Could there be any good outcome from making it easier for seriously mentally ill citizens to buy guns? The Republican-led U.S. House of Representatives apparently thinks so, voting 235-180 along party lines to overturn an Obama administration rule extending background checks for Social Security recipients who are mentally unable to work or care for their own finances.
The regulation was part of an effort by the Obama administration to strengthen gun control laws after the 2012 school massacre in Newtown, Conn. Not surprisingly, the National Rifle Association opposed it, but the former president finalized it in the last days of his administration. The House bill to reverse Obama's regulation now goes to the Senate.
Gun-control advocates say the expanded regulation, increasing scrutiny on about 75,000 recipients of Social Security disability benefits, would have had limited impact on gun violence. But limited impact in a nation with weak gun laws is better than nothing.
It also might have prevented the deaths of some seriously mentally ill people. Mental health experts say that between 6,000 and 18,000 mentally ill people kill themselves with guns every year. The National Alliance on Mental Illness cites research that about 90 percent of people who commit suicide have experienced mental illness.
Psychiatrists say the mentally ill are no more prone to committing violence against others than the population at large, despite highly publicized mass shootings by the likes of James Holmes in Aurora, Colo., and Adam Lanza in Newtown, who had histories of mental illness. They say about 4 percent of all violence in the United States is attributable to
serious mental illness.
Janet Delana of Wellington, Mo., near Kansas City, asked Congress to hold off on repealing the regulation, saying it would have prevented her mentally ill daughter from buying a gun she used to kill her father in 2012.
"She shot her father to death, and tried once again to take her own life," said Delana in an Associated Press story about the regulation. "She is now in an institution for life, and my husband is gone."
The regulation would not have denied guns to mentally ill citizens. It would have flagged them for the Social Security Administration to report to the federal background check system so their names would come up if they tried to purchase firearms.

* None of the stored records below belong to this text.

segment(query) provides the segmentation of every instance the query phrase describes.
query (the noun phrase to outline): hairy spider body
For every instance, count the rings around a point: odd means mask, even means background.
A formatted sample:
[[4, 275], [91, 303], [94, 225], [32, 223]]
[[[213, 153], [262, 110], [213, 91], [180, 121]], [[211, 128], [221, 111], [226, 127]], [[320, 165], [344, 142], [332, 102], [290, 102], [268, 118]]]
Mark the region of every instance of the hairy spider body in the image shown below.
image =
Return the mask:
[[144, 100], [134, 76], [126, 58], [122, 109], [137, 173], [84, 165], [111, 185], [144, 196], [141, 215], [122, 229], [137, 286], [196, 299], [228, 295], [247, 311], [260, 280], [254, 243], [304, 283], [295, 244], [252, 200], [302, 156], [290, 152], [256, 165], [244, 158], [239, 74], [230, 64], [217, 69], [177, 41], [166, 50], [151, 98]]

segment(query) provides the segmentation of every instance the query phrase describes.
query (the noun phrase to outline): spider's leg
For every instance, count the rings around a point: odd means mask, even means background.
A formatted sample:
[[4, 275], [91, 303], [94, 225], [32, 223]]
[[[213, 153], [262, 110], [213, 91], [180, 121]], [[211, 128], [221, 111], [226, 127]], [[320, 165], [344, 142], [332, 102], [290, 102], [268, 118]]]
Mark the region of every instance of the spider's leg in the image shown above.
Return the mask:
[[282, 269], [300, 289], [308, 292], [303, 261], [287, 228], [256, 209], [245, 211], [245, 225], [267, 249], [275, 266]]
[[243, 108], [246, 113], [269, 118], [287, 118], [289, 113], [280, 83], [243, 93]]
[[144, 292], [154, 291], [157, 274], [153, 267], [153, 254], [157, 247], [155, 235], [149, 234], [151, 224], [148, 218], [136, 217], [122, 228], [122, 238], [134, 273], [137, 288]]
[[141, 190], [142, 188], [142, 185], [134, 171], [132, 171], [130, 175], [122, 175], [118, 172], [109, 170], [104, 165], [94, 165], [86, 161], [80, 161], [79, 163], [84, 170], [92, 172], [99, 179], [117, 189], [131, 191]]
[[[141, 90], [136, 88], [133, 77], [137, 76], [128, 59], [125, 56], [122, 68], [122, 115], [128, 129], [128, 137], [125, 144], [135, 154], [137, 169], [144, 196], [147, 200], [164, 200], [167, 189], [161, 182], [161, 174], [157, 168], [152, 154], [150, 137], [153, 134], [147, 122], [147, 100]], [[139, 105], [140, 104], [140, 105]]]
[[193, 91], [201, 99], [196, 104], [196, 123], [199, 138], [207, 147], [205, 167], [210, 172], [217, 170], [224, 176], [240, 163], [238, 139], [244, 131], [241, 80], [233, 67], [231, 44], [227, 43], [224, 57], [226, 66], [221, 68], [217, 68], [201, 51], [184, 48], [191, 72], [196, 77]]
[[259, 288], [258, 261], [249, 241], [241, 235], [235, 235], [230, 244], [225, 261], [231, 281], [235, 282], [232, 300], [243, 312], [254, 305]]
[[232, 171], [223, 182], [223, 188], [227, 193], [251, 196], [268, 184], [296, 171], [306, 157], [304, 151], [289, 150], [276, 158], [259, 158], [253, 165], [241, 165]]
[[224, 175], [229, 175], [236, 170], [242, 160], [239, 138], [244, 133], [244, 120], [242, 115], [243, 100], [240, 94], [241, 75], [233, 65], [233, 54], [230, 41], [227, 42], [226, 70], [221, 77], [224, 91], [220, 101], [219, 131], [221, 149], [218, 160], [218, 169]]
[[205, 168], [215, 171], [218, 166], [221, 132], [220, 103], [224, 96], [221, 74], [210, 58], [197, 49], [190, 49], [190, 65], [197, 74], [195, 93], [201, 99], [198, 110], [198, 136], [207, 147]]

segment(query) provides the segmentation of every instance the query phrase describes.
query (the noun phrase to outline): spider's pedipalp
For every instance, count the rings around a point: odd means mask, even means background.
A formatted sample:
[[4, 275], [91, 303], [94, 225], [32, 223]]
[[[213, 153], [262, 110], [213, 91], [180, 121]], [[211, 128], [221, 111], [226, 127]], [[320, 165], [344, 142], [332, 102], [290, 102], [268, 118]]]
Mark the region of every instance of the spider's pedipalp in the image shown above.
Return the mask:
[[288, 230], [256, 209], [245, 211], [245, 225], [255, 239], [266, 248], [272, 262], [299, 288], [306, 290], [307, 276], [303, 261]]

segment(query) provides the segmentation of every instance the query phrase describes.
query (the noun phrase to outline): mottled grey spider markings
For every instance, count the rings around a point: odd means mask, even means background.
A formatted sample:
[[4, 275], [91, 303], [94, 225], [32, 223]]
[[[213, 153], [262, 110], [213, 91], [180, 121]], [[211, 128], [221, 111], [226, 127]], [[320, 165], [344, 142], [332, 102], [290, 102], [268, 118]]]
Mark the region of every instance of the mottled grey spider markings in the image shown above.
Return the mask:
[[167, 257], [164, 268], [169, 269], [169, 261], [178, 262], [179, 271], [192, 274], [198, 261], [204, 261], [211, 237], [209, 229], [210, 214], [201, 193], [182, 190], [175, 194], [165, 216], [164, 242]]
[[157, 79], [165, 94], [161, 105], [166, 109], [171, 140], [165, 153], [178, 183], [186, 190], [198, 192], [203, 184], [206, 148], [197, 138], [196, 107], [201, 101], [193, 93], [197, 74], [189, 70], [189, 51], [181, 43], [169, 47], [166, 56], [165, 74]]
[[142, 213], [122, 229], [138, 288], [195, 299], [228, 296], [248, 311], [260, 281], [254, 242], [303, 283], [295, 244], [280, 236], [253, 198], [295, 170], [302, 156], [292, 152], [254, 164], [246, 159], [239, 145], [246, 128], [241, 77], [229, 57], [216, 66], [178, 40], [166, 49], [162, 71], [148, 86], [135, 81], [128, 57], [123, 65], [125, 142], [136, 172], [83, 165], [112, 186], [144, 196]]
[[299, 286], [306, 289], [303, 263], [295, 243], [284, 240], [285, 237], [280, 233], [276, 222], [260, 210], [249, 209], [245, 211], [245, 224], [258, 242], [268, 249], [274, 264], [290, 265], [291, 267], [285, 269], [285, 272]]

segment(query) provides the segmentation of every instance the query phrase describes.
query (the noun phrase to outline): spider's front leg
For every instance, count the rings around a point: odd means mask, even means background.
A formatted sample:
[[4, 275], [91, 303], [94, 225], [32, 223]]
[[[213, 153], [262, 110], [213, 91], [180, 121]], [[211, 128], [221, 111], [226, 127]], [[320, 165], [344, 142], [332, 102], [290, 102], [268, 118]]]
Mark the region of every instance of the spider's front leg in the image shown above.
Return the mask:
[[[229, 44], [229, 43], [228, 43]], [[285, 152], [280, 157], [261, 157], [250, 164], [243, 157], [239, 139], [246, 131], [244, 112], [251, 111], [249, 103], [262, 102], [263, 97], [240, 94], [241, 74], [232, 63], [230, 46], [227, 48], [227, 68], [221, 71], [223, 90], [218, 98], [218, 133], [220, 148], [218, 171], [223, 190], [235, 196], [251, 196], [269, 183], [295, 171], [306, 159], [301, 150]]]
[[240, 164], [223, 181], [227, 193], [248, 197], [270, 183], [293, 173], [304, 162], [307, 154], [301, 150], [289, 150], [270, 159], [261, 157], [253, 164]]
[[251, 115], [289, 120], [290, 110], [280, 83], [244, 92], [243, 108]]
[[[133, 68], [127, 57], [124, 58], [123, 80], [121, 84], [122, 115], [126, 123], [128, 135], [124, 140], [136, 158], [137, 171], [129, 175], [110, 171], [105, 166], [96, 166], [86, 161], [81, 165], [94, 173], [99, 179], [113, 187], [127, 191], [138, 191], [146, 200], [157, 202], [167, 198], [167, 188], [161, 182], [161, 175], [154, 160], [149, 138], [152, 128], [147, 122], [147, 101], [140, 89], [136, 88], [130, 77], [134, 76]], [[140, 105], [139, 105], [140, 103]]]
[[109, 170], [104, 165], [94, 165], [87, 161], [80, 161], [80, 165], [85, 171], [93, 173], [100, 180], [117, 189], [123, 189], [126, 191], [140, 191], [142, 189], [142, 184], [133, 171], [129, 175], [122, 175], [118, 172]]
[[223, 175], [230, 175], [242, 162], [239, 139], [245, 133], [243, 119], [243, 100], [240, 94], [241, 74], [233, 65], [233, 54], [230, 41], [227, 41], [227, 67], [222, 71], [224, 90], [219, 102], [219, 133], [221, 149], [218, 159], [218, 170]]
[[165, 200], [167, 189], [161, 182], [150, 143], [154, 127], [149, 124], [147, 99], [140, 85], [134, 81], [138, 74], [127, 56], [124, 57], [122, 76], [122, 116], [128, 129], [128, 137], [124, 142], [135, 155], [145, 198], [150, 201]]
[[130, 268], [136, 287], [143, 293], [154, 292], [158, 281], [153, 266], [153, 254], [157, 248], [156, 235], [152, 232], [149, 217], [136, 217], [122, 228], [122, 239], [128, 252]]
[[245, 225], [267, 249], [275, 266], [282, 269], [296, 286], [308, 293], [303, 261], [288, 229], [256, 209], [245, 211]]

The NRA and the American Civil Liberties Union argued the rule violates the Second Amendment rights of people with mental illness without adequate due process. But screening people with serious mental illnesses before they purchase guns doesn't seem like too much to ask.
A person who is unable to handle forms for disability benefits may be too ill to own a gun. The regulation didn't take away their right; it simply added a layer of protection for the rest of us.